The random forest model is a set of decision trees. The algorithm constructs decision trees during training of a model, and then uses them for prediction. The predicted class of a random forest model is the one that is predicted by the most number of trees in the forest. A decision tree is a set of decision nodes in a tree structure. With the exception of leaf nodes, each decision node contains a rule for splitting its input data among its children. The input data of the decision tree is entered into its root node at the top of the tree, and as it travels down the tree towards its leaf nodes, it is bucketed into smaller sets.
For example, you could want to know whether or not the weather is suitable for a run outside. If the weather is sunny and the wind is less than 10 MPH, you probably will want to run outside.
You can look at the outlook first and break the variables down into sunny or rain. From there, the tree splits further based on the wind to determine if it’s ok to run.

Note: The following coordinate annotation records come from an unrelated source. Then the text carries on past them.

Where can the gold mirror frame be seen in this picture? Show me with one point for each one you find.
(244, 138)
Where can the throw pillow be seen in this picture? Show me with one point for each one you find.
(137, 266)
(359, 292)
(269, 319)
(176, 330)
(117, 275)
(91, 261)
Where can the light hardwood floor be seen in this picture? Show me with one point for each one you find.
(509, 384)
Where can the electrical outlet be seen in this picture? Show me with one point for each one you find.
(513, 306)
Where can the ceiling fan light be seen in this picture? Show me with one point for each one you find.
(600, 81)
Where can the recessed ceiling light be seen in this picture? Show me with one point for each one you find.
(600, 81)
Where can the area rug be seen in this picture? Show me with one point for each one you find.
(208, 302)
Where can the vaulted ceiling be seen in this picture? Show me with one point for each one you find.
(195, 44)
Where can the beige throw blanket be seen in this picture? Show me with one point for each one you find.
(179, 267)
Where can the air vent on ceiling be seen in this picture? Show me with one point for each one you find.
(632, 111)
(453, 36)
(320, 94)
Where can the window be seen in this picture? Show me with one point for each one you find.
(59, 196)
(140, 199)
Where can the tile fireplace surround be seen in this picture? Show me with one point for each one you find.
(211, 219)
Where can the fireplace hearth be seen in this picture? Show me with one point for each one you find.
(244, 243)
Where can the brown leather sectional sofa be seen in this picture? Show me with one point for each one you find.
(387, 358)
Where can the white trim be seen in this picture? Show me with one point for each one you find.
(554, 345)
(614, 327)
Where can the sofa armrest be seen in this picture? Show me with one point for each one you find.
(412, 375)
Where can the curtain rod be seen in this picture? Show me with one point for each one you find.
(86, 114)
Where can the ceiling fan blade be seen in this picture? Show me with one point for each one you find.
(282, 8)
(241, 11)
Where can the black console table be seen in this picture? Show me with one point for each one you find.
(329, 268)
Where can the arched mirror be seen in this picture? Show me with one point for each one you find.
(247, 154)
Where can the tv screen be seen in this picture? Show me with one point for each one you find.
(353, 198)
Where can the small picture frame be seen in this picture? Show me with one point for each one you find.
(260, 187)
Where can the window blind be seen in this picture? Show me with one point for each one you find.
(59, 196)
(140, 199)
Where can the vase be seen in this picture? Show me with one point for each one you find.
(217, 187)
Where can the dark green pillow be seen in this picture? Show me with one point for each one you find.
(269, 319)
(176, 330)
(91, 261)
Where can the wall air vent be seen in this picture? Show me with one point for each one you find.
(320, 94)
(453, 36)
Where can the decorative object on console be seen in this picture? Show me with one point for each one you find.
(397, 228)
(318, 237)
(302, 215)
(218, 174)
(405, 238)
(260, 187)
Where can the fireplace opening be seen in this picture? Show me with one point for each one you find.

For a complete example, see Classifying Data Using Random Forest
in the Vertica documentation.
In Vertica 8.1, we introduced SVM classification and now we have extended support for SVM for regression. This algorithm provides an alternative to linear regression. SVM allows the user to specify an error tolerance level, where some difference between the predicted value and the actual value is tolerated. When the error_tolerance is small and the parameter C is large, SVM for regression behaves similarly to linear regression.
SVM regression predicts continuous ordered variables, for use cases such as pattern recognition or predicting time series. SVM regression is used to predict continuous numeric outcomes, rather than a binary classification outcome. You can use the SVM_REGRESSOR and PREDICT_SVM_REGRESSOR functions for training and prediction.
For a complete example of how to use the SVM algorithm in Vertica, see Building an SVM for Regression Model
in the Vertica documentation.
For More Information
To get the full story on Vertica machine learning, take a look at the documentation:
• Machine Learning Functions
in the SQL Reference Manual
• Machine Learning for Predictive Analytics
in the Analyzing Data guide.
We are constantly expanding machine learning features in Vertica. You can expect to see expanded functionality in future releases.